In  a departure from Sacco’s previous works there are no words – remember Walter Benjamin: ‘I have nothing to say only to show’ (though he was writing about literary montage) – though there is an accompanying essay by historian Adam Hochschil (adapted from his own book, To end all wars).  In an author’s note Sacco explains:

The Great War is modeled in part on Mateo Pericoli‘s wordless Manhattan Unfurled, a beautiful, accordion-style foldout drawing of the city’s skyline. As a comic book artist, however, I felt impelled to provide a narrative, so the Bayeux Tapestry, which tells the story of the Norman invasion of England, was my touchstone. In the interest of making the drawing compact, I referenced medieval art in other, stylistic ways, namely by dispensing with realistic perspective and proportion. Thus a few inches in the drawing might represent a hundred yards or a mile of reality. However, I have tried to get the details — the field kitchens, the horse ambulances — right.

Making The Great War wordless made it impossible to indict the high command or laud the sacrifice of the soldiers. It was a relief not to do these things. All I could do was show what happened between the general and the grave, and hope that even after a hundred years the bad taste has not been washed from our mouths.

He’s also cited other influences – the late Joe Colquhoun‘s Charley’s War [there’s an excellent and probably unique interview here], Jacques Tardi‘s It was the war of the trenches (see here).

The physical scale of the project is extraordinary – a day a foot, you might say – and NPR unfolded the panorama in its newsroom:

NPR unfolds Sacco

Here it is in a jerky video from Vimeo:

Laura Sneddon has an interesting report from Sacco’s appearance at the Edinburgh International Book Festival earlier this year, where he situated The Great War in relation to his previous work (notably, for me anyway, Palestine and Footnotes in Gaza) and described his take on his combination of listening-drawing-reporting.

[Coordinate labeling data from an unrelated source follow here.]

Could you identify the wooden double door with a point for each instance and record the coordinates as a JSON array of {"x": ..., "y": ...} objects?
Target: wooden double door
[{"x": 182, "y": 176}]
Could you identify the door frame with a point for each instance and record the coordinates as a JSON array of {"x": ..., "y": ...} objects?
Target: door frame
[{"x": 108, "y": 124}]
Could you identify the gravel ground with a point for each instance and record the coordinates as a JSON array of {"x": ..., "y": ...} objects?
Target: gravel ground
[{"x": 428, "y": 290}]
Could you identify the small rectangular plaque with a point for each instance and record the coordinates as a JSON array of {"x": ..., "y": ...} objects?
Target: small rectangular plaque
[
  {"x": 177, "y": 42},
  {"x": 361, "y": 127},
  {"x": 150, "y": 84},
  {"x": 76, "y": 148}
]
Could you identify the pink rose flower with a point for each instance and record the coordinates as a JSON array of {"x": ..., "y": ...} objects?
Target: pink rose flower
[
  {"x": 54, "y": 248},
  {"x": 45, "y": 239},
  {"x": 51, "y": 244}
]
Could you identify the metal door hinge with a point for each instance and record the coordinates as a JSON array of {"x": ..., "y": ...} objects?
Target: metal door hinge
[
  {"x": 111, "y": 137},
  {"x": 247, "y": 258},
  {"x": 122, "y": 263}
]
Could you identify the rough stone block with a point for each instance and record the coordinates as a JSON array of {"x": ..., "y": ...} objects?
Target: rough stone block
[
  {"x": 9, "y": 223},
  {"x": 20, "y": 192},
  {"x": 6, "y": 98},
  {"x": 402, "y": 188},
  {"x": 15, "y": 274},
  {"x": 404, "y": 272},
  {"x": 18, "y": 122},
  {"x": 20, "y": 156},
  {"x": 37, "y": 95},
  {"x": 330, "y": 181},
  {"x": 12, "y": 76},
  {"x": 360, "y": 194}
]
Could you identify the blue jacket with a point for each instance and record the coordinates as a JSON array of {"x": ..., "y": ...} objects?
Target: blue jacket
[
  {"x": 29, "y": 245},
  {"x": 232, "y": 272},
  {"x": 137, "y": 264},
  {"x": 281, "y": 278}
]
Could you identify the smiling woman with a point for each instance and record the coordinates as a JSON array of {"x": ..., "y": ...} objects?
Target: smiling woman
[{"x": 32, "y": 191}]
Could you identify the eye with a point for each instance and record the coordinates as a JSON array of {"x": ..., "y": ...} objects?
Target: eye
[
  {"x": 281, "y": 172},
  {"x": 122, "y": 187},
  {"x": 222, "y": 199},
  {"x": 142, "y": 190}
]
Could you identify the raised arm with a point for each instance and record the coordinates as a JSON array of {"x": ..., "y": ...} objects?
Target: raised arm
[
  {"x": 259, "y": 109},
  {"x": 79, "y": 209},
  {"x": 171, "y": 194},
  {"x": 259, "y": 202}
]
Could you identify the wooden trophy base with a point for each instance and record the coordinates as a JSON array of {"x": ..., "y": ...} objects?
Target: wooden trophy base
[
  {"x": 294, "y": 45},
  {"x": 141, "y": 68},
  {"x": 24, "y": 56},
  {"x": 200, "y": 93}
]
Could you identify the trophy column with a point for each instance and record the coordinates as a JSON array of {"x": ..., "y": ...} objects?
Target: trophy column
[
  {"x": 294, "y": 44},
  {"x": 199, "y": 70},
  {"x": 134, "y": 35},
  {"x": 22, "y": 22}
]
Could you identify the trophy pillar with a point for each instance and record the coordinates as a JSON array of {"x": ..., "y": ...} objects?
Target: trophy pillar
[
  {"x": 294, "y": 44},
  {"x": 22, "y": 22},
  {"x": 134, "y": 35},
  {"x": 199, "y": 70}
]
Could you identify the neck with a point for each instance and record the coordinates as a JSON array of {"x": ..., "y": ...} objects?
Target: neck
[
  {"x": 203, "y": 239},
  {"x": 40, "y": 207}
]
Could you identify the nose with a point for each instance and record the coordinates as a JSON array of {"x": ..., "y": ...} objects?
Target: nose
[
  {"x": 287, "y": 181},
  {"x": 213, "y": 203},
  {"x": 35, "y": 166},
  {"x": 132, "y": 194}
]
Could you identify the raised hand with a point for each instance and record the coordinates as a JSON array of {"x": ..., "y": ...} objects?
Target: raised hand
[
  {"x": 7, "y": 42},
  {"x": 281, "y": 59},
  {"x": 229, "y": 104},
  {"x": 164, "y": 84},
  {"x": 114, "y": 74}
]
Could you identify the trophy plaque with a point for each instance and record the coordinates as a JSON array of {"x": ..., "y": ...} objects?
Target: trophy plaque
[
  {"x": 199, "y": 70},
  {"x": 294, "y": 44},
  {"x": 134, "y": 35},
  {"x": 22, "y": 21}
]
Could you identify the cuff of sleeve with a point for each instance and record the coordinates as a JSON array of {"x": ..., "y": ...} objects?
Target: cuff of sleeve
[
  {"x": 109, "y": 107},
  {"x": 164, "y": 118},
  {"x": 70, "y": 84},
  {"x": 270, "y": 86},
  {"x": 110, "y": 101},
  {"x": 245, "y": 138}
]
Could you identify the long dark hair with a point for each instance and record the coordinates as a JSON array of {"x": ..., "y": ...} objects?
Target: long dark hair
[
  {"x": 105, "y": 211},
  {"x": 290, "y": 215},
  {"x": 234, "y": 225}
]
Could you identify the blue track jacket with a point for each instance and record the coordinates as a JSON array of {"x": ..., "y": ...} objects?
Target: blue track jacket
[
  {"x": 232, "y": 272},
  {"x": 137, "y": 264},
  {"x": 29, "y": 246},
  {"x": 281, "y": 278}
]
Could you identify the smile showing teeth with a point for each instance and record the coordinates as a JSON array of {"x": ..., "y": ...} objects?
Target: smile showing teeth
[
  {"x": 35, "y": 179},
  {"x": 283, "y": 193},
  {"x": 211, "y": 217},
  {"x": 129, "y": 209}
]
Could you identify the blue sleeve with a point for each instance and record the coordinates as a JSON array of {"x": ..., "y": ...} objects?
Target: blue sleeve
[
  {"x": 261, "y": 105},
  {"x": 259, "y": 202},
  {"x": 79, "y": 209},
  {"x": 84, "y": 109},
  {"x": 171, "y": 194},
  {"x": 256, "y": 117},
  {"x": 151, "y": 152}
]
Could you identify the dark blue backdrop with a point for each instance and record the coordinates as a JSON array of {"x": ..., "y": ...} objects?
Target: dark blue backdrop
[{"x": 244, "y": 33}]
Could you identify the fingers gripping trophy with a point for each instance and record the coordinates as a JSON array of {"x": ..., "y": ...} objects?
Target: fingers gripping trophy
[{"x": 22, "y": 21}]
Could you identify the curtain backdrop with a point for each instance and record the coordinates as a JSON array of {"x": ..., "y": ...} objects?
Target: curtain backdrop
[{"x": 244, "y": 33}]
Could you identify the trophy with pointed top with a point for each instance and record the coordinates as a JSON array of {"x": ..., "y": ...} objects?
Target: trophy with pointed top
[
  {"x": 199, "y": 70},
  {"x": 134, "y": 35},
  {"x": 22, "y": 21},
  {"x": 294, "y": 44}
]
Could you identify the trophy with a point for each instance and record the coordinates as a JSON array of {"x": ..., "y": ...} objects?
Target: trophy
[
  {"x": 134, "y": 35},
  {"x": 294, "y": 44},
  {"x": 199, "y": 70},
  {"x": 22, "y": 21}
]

I like the description of Sacco as a graphic journalist, and if you want to know more about his work there’s a short overview by Hannah Sender, a thoughtful review of Sacco’s Journalism by Rob Clough at The Comics Journal,  and a fine short article by Reed Johnson published by the Los Angeles Times to coincide with Footnotes.  In it, Sacco said he was at the point of thinking it was time ‘to walk away from battlefields…’  I’m glad he didn’t.

If you’re in London later this month he’s appearing at the LRB Bookshop on Monday 28 October  in conversation with David Boyd Hancock.